Des colons israéliens s’en sont pris à une communauté palestinienne du village de Jit dans ce qu’il faut bien appeler un pogrom. Un mort et un blessé grave par balles, des blessés, des destructions. Ce n’est pas le premier cas du genre. Mais là, un pas a été franchi.

« Il s’agit d’une minorité extrémiste qui porte préjudice à la population des colons respectueux des lois, à la colonisation dans son ensemble, et à [la réputation] d’Israël dans le monde, pendant une période particulièrement sensible et difficile », a réagi le président d’Israël, Isaac Herzog. « Les forces de l’ordre doivent agir immédiatement contre ce phénomène grave et traduire les contrevenants en justice », a ajouté le président.

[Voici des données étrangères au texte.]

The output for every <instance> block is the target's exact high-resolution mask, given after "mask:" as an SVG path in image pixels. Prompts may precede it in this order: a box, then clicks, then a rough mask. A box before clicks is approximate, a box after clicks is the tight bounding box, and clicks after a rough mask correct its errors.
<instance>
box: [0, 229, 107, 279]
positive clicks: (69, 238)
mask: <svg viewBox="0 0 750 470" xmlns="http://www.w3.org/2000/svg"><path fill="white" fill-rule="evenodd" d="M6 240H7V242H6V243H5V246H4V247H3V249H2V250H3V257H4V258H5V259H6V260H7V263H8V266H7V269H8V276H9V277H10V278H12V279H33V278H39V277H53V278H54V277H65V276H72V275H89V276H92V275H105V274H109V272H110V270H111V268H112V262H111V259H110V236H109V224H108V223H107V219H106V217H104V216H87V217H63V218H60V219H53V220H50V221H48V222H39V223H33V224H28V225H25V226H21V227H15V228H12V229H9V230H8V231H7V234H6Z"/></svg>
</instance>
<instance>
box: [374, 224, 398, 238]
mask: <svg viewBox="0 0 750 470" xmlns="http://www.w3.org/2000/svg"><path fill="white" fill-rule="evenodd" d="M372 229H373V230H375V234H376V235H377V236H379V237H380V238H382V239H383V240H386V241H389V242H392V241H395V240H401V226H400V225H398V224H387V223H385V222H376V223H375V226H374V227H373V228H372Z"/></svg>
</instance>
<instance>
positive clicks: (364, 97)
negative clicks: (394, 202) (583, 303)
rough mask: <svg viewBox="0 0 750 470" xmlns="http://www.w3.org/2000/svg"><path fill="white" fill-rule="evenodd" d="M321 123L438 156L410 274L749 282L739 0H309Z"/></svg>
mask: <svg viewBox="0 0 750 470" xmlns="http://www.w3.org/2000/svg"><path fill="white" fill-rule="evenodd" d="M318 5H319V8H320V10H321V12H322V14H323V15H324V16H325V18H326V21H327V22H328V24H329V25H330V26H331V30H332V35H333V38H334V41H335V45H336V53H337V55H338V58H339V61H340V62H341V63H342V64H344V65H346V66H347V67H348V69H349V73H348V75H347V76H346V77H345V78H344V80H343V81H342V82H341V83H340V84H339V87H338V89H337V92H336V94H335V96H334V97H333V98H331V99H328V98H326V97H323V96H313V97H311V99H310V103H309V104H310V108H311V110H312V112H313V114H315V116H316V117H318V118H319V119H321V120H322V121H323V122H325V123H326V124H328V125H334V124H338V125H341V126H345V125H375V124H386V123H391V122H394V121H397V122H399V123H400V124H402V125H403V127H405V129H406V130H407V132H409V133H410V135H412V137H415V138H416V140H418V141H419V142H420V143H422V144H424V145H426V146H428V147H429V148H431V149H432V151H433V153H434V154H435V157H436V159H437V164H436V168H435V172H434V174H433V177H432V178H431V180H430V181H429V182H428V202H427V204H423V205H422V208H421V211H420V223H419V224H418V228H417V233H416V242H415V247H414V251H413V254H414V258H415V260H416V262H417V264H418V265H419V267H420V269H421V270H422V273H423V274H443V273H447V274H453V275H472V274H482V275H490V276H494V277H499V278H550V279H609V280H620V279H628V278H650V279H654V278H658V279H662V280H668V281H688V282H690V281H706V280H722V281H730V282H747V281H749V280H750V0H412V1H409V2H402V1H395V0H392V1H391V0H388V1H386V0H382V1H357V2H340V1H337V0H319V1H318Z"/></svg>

La situation est gravissime et la réaction du président Herzog en donne toute la mesure. Herzog ne met pas en cause la colonisation des territoires palestiniens occupés, mais il doit bien constater que les actions des ultras sont en train de miner le crédit international d’Israël. On ne peut s’empêcher de penser que Herzog a aussi en tête l’interminable opération de représailles sur Gaza… Un dirigeant ultra israélien trouve normal et « moral » d’affamer les deux millions d’habitants de Gaza. Il aurait voulu donner des arguments solides à tous ceux qui dénoncent Israël comme État génocidaire, il ne s’y serait pas pris autrement.

Je ne discute pas une minute le droit de l’État d’Israël à défendre son existence. Je n’ai absolument rien contre les opérations pour en finir avec le Hamas — ce groupe, comme ses « cousins » de Daesh, AQMI, et tutti quanti fait partie des grandes calamités mondiales. Mais cela ne donne pas tous les droits !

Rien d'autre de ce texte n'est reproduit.